Vino el agua crecida. Llovió de golpe todo lo que correspondería a muchos días. El río Huallaga se hizo poderoso. El espectáculo de su fuerza era provocativo, lujurioso, arrastrando en su cauce un bosque entero de troncos muertos, pero inmensos. Las escasas defensas de Juanjuí, recién acabadas con tanto esfuerzo y a un costo de plata tan elevado, se rompieron como un juguete infantil. En Bellavista fue más grave: hasta un metro subió el agua en la casa parroquial y en la iglesia, ambas a unos cien metros del río. Lo peor, contaba Fermín emocionado, era escuchar el lamento de las casas anunciando su derrumbe. Horas antes crujían; se abrían luego en vertical sus paredes; y después, un inmenso ruido de desplome acompañado de inmensa polvareda. Gritos de “¿Dónde ha sido esta vez?, ¿de quién se ha hundido su casa?”.
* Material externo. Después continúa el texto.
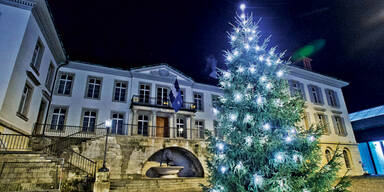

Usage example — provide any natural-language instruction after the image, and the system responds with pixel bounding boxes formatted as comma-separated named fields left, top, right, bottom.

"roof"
left=349, top=105, right=384, bottom=122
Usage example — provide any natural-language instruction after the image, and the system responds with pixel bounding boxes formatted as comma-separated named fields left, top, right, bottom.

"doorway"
left=34, top=99, right=47, bottom=134
left=156, top=117, right=169, bottom=137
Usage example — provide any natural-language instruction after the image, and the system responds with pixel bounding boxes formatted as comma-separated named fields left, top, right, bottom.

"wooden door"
left=156, top=117, right=165, bottom=137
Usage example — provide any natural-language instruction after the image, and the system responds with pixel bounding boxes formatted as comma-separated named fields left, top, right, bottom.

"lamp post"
left=99, top=119, right=111, bottom=172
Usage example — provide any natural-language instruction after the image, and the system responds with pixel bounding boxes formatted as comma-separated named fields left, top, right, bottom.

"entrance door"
left=156, top=117, right=169, bottom=137
left=34, top=99, right=47, bottom=134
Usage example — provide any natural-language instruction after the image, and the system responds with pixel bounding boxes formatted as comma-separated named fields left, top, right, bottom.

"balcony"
left=131, top=95, right=196, bottom=112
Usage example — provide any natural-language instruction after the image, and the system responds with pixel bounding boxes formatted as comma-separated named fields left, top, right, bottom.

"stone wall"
left=77, top=136, right=208, bottom=180
left=349, top=175, right=384, bottom=192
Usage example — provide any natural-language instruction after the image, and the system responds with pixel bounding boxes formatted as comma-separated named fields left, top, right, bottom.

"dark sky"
left=49, top=0, right=384, bottom=113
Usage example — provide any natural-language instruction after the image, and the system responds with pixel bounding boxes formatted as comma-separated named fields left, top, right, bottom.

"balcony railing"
left=34, top=123, right=107, bottom=138
left=0, top=134, right=30, bottom=151
left=108, top=124, right=205, bottom=140
left=131, top=95, right=197, bottom=112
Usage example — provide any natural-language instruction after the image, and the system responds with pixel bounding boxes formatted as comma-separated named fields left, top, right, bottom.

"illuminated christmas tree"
left=205, top=4, right=349, bottom=192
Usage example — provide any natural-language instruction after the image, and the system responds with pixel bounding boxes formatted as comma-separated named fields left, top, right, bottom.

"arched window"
left=343, top=149, right=352, bottom=169
left=325, top=149, right=332, bottom=163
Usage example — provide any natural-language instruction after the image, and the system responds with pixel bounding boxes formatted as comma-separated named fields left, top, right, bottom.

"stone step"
left=109, top=178, right=206, bottom=192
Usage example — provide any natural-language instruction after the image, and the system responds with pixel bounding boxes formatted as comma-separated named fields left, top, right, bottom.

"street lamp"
left=99, top=119, right=112, bottom=172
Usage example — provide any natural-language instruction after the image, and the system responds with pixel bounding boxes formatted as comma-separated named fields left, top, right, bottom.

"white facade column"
left=151, top=111, right=157, bottom=137
left=186, top=116, right=191, bottom=139
left=131, top=109, right=138, bottom=135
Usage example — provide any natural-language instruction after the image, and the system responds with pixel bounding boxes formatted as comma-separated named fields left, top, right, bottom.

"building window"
left=17, top=83, right=33, bottom=118
left=316, top=113, right=330, bottom=134
left=333, top=115, right=347, bottom=136
left=57, top=73, right=74, bottom=95
left=157, top=87, right=168, bottom=106
left=113, top=81, right=127, bottom=102
left=180, top=90, right=185, bottom=108
left=45, top=63, right=55, bottom=90
left=343, top=149, right=352, bottom=169
left=325, top=149, right=332, bottom=163
left=288, top=80, right=306, bottom=100
left=195, top=120, right=204, bottom=139
left=325, top=89, right=339, bottom=107
left=212, top=94, right=220, bottom=107
left=111, top=113, right=125, bottom=135
left=176, top=118, right=186, bottom=138
left=30, top=39, right=44, bottom=73
left=308, top=85, right=323, bottom=104
left=50, top=107, right=66, bottom=131
left=214, top=120, right=223, bottom=139
left=138, top=115, right=149, bottom=136
left=194, top=92, right=203, bottom=111
left=139, top=84, right=151, bottom=103
left=82, top=110, right=97, bottom=132
left=303, top=112, right=311, bottom=130
left=86, top=77, right=102, bottom=99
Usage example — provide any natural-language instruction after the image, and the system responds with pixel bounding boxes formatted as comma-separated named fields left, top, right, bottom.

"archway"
left=144, top=147, right=204, bottom=178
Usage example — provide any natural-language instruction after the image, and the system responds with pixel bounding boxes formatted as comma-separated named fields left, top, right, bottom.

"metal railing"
left=108, top=124, right=205, bottom=140
left=0, top=161, right=62, bottom=191
left=131, top=95, right=197, bottom=112
left=0, top=134, right=30, bottom=151
left=34, top=123, right=106, bottom=138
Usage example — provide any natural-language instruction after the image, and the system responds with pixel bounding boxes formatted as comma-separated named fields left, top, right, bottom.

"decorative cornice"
left=65, top=61, right=132, bottom=77
left=287, top=66, right=349, bottom=88
left=0, top=0, right=35, bottom=10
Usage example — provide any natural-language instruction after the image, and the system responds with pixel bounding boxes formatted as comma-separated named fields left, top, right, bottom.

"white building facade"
left=0, top=0, right=363, bottom=177
left=0, top=0, right=66, bottom=134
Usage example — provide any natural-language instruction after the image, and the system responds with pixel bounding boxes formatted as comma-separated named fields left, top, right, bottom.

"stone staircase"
left=109, top=177, right=207, bottom=192
left=0, top=152, right=62, bottom=191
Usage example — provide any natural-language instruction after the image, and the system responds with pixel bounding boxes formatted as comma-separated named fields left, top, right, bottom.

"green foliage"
left=204, top=7, right=349, bottom=192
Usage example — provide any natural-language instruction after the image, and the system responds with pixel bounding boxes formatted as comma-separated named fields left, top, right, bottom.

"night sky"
left=48, top=0, right=384, bottom=113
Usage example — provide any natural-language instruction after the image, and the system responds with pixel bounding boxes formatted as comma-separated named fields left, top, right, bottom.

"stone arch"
left=342, top=147, right=353, bottom=169
left=325, top=147, right=333, bottom=163
left=142, top=147, right=204, bottom=178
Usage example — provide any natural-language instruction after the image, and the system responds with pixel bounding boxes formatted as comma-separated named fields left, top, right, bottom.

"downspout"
left=41, top=60, right=69, bottom=135
left=129, top=70, right=134, bottom=135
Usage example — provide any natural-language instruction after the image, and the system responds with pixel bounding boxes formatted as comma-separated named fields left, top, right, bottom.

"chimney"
left=302, top=57, right=312, bottom=71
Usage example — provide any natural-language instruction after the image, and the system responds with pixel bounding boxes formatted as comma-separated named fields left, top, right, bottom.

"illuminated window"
left=176, top=118, right=186, bottom=138
left=194, top=92, right=204, bottom=111
left=288, top=80, right=305, bottom=100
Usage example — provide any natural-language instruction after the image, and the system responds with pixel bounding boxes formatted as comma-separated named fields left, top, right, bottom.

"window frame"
left=343, top=149, right=352, bottom=169
left=45, top=63, right=55, bottom=91
left=195, top=120, right=205, bottom=139
left=30, top=38, right=45, bottom=75
left=333, top=115, right=347, bottom=136
left=17, top=81, right=34, bottom=120
left=49, top=106, right=68, bottom=131
left=110, top=111, right=125, bottom=135
left=193, top=92, right=204, bottom=112
left=137, top=114, right=149, bottom=136
left=176, top=117, right=186, bottom=138
left=85, top=76, right=103, bottom=100
left=315, top=113, right=330, bottom=135
left=138, top=83, right=151, bottom=104
left=308, top=84, right=323, bottom=105
left=325, top=148, right=332, bottom=163
left=55, top=72, right=75, bottom=96
left=156, top=85, right=169, bottom=106
left=325, top=89, right=340, bottom=108
left=288, top=80, right=306, bottom=100
left=81, top=108, right=98, bottom=132
left=112, top=80, right=128, bottom=103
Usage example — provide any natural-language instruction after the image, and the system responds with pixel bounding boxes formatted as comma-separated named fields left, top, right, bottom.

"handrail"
left=131, top=95, right=197, bottom=111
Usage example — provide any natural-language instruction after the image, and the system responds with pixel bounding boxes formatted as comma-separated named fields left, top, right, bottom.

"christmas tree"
left=205, top=4, right=350, bottom=192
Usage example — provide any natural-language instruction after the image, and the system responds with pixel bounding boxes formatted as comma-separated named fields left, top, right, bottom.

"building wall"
left=0, top=1, right=64, bottom=134
left=0, top=3, right=31, bottom=111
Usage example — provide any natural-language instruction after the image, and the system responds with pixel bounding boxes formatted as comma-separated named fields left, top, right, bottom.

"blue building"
left=350, top=105, right=384, bottom=175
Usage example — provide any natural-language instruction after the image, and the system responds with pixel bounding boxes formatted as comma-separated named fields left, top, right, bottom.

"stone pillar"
left=131, top=109, right=138, bottom=135
left=151, top=112, right=157, bottom=137
left=93, top=171, right=110, bottom=192
left=186, top=116, right=191, bottom=139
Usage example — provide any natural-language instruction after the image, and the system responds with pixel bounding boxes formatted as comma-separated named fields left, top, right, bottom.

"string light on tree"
left=253, top=174, right=264, bottom=186
left=262, top=123, right=271, bottom=130
left=220, top=166, right=228, bottom=174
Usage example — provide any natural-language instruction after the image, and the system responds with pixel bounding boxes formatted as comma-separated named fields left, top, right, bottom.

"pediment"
left=131, top=64, right=193, bottom=83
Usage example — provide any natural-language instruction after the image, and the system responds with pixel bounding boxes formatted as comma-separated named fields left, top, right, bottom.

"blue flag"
left=169, top=79, right=183, bottom=112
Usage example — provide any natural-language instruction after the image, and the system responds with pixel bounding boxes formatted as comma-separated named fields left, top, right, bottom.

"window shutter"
left=334, top=91, right=340, bottom=108
left=341, top=117, right=347, bottom=136
left=324, top=115, right=330, bottom=134
left=299, top=83, right=306, bottom=101
left=308, top=85, right=315, bottom=103
left=288, top=80, right=295, bottom=97
left=332, top=116, right=339, bottom=135
left=325, top=90, right=331, bottom=106
left=317, top=87, right=324, bottom=104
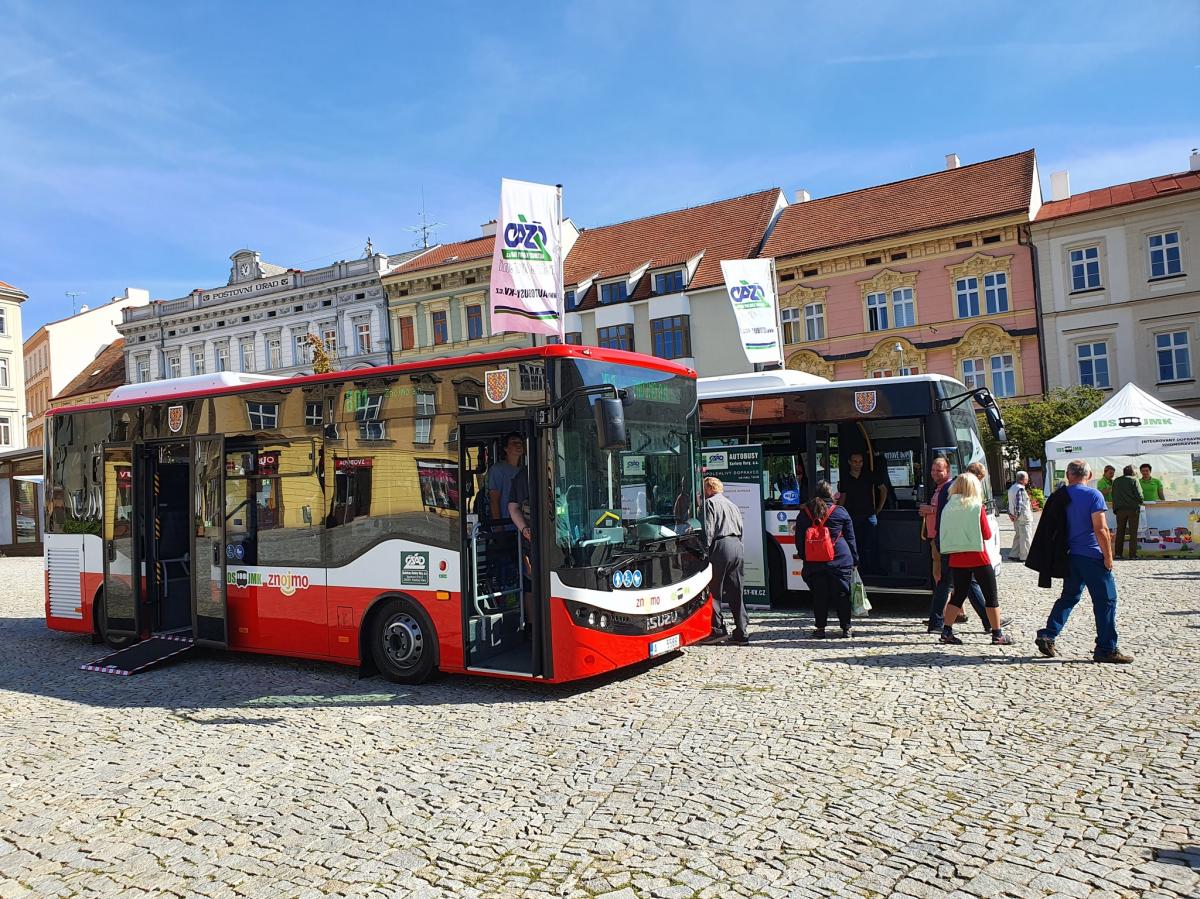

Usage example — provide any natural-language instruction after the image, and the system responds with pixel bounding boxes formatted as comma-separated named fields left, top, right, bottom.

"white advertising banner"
left=489, top=178, right=564, bottom=337
left=719, top=259, right=782, bottom=366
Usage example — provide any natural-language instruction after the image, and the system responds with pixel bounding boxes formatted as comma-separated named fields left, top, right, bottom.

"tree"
left=303, top=333, right=333, bottom=374
left=983, top=385, right=1106, bottom=468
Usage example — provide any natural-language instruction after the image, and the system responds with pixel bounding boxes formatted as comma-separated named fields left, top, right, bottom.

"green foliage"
left=984, top=386, right=1107, bottom=468
left=1028, top=487, right=1045, bottom=508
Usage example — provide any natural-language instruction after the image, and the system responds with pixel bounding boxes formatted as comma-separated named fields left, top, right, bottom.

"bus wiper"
left=596, top=551, right=658, bottom=577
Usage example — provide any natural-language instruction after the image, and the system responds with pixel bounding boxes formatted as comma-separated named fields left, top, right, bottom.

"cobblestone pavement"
left=1, top=540, right=1198, bottom=898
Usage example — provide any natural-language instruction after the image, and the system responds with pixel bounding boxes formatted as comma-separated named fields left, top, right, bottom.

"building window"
left=871, top=369, right=892, bottom=378
left=323, top=326, right=338, bottom=358
left=294, top=334, right=311, bottom=365
left=984, top=272, right=1009, bottom=314
left=961, top=357, right=985, bottom=390
left=0, top=357, right=8, bottom=388
left=246, top=402, right=278, bottom=429
left=466, top=305, right=483, bottom=340
left=191, top=348, right=205, bottom=376
left=597, top=324, right=634, bottom=351
left=565, top=332, right=582, bottom=345
left=432, top=310, right=449, bottom=345
left=0, top=308, right=6, bottom=334
left=215, top=344, right=229, bottom=372
left=650, top=315, right=691, bottom=360
left=458, top=393, right=480, bottom=412
left=804, top=303, right=825, bottom=341
left=564, top=290, right=577, bottom=310
left=891, top=288, right=915, bottom=327
left=1156, top=330, right=1192, bottom=382
left=239, top=338, right=255, bottom=372
left=266, top=336, right=282, bottom=369
left=990, top=353, right=1016, bottom=398
left=900, top=365, right=919, bottom=376
left=166, top=354, right=181, bottom=379
left=305, top=402, right=323, bottom=427
left=1070, top=246, right=1102, bottom=291
left=1148, top=230, right=1182, bottom=279
left=866, top=292, right=889, bottom=331
left=781, top=308, right=801, bottom=344
left=599, top=281, right=628, bottom=305
left=1076, top=342, right=1110, bottom=388
left=653, top=270, right=685, bottom=295
left=398, top=316, right=415, bottom=351
left=416, top=390, right=436, bottom=416
left=955, top=277, right=981, bottom=318
left=414, top=418, right=432, bottom=444
left=355, top=321, right=372, bottom=355
left=136, top=356, right=151, bottom=383
left=0, top=416, right=9, bottom=446
left=356, top=394, right=386, bottom=440
left=519, top=363, right=545, bottom=391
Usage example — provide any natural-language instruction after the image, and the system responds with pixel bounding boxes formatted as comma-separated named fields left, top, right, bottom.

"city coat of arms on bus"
left=484, top=369, right=511, bottom=404
left=854, top=390, right=877, bottom=414
left=167, top=404, right=185, bottom=433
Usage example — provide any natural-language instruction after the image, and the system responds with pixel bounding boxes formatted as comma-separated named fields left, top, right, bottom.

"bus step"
left=81, top=634, right=195, bottom=676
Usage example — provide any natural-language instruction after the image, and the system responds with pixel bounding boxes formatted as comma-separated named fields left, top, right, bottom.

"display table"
left=1105, top=500, right=1200, bottom=553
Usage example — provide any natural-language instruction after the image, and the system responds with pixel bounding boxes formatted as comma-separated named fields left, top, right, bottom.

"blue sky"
left=2, top=0, right=1197, bottom=332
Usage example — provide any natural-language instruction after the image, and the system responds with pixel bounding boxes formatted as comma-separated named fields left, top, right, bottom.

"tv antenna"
left=405, top=188, right=442, bottom=249
left=65, top=291, right=87, bottom=315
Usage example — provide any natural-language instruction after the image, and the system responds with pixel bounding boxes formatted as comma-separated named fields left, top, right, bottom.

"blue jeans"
left=929, top=564, right=987, bottom=626
left=1038, top=554, right=1119, bottom=656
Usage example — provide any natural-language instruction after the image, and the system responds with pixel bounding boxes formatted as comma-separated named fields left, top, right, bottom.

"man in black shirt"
left=838, top=452, right=886, bottom=575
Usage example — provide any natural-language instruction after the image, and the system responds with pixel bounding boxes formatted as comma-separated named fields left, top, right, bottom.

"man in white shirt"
left=1007, top=470, right=1034, bottom=562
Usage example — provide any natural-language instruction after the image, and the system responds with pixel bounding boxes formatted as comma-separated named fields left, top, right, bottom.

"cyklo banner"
left=719, top=259, right=782, bottom=366
left=489, top=178, right=564, bottom=337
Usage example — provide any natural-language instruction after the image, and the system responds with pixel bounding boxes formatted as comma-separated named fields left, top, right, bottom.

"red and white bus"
left=43, top=345, right=711, bottom=683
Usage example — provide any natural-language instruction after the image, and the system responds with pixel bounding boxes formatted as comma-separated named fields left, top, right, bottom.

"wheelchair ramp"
left=81, top=633, right=195, bottom=676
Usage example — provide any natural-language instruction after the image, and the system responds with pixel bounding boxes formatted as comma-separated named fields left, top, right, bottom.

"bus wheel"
left=93, top=591, right=136, bottom=650
left=370, top=598, right=436, bottom=684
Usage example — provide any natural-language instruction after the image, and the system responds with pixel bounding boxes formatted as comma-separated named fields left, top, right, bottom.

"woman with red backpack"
left=795, top=480, right=859, bottom=639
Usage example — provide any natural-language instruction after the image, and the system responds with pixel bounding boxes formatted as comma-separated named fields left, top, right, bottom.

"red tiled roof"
left=564, top=188, right=784, bottom=310
left=389, top=236, right=494, bottom=275
left=762, top=150, right=1037, bottom=259
left=54, top=339, right=126, bottom=400
left=1036, top=169, right=1200, bottom=222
Sembríos, cosechas enteras, animales… todo se lo llevó el río en aguas turbulentas. Me fui enseguida a Bellavista para compartir con Fermín y con el pueblo esos momentos. El lodo reciente olía fuerte y mal. Se cocinaba en las calles, y había camas fuera con sus huéspedes a la luz del sol. Nuestra casa se mantenía en pie; las de muchos, de caña y barro, no habían resistido. Sin embargo –y esto es lo desconcertante de estas gentes-, bebían cerveza en la plaza. “Padrecito, beba con nosotros para consolar al pueblo”, me invitaban. Les robó el agua sus techos, pero les quedaba la cerveza. Perdieron una chacra y su comida, pero les quedaba todavía la cerveza. Y sus animales desaparecieron, pero nunca, nunca llegó a faltarles la cerveza. Como autómata, como extraño o extranjero, recorría en ese ámbito los destrozos de una inundación reciente, aquello que a ellos les empujaba a celebrar de ese modo la existencia, incluso en el dolor más inexpresable.
La espectacularidad de los helicópteros y de algún que otro avión sobrevolando la zona y trayendo alguna ayuda, fueron más propaganda que otra cosa, porque… un puñado de arroz no levanta casas ni devuelve las cosechas. Iniciamos ahora el peor momento de la catástrofe que ha pasado, cuando los medios informativos comienzan a callarse por haber perdido ya el acontecimiento su primera novedad. Y la hambruna se viene callandito hacia estos pueblos.
Estar, siempre y sólo estar: lo nuestro. Oidores de penas y lamentos, aunque también participantes en tantas pequeñas resurrecciones diarias de los pobres. Pero siempre y sólo eso: estar. A veces me da rabia que lo nuestro sea eso y solamente eso. Pero la experiencia de nuestra larga permanencia en estos pueblos, nos empuja no sólo a someternos al silencio de Dios, sino a acogerlo y aceptarlo, como la espera más eficaz de liberación. No necesita Él que nuestras manos se conviertan en escavadoras poderosas que allanen montañas y nuestros dedos en tractores que fertilicen la tierra de tantos campesinos. Su silencio –su estremecedor silencio- es más fuerte que todo eso; pero en ese silencio y mientras dura, nuestra debilidad se hace poderosa. Aunque cueste, quiero esperarle aquí, en este verde donde viven hijos suyos tan pequeños.